Tuesday, June 02, 2009

Preparing a 1.5 subversion repo to handle 1.6 clients

When subversion 1.6 was released, one of the changes included was the a set of changes related to enhancing the functionality of the 'svn:externals' property. As part of these changes the back-slash character became an 'escape character'.

Unfortunately if you have been using subversion with windows clients/users it is quite likely some of your developers will have used the 'backslash' to provide the 'local folder' part of the external definition (e.g you have a line such as: 'foo\bar http://my_svn/folder/trunk'.) Sadly subversion 1.6 clients no longer interpret those paths in the traditional way (it has always been recommended not to use the slash in this way, but it did previously work.) This combined with the fact that if you use TortoiseSVN or similar it is likely to have forced an automatic update recently which has somewhat forced our hand with moving to 1.6.

One could change all of the svn:externals properties on all folders at the HEAD of all their branches, and this would help with all *new* revisions, but if you have a requirement to be able to reliably produce retrospective builds (as in any good change-management environment one should be able to) then this will not do (if you were to checkout a revision of the repository prior to your fixes (say an old branch of your product you've shipped to the customer) then those externals would not work as your local svn client would be much newer than when you first built the code :(

To work around this I've created the following snippet of perl that uses the rather handy SVN::DumpFilter to search through a subversion dump file and replace any '\' characters found in svn:externals declarations with a '/' character.


use SVN::Dumpfilter;

$|=1;

sub my_filter (\%;$);
my $dumpfile = shift @ARGV; # filename or '-' for STDIN
my $outfile = shift @ARGV; # filename or '-' for STDOUT

Dumpfilter($dumpfile, $outfile, \&my_filter);
sub my_filter (\%;$)
{
my $href = shift;
my $recalc = shift || 0;
my $header = $href->{'header'};
my $prop = $href->{'properties'};
# Do something (modify, add, delete) with the current node given by the
# hash ref $href
# e.g.:
if( exists $header->{'Revision-number'}) {
print "Processing revision ".$header->{'Revision-number'}."\n";
}
if( exists $prop->{'svn:externals'} && $prop->{'svn:externals'} =~ m/\\/)
{
print "found external : ". $prop->{'svn:externals'}."\n";
$prop->{'svn:externals'} =~ s/\\/\//g;
print " -> converted external : ". $prop->{'svn:externals'}."\n";
$recalc= 1;
}

# The node content is accessible as scalar with ${$href->{content}}
# Can be in every possible text or binary format.

if ($recalc)
{
svn_recalc_prop_header(%$href); # call if you changed properties
}
}


On an 11Gb 20,000 revision dump file this can take up to 10 minutes to run to completion.

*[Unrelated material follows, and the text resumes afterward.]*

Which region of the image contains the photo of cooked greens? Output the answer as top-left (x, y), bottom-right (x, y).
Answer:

To use, either pipe a subversion dump file to it and pipe the output to a new file, or pass the filename of the dumpfile you wish to filter and the filename of the resulting file (or a crazy mix of both).

Please be careful, this script worked for me and I offer no guarantees and certainly take no responsibility if it causes damage to your repository, but it got me out of a sticky situation.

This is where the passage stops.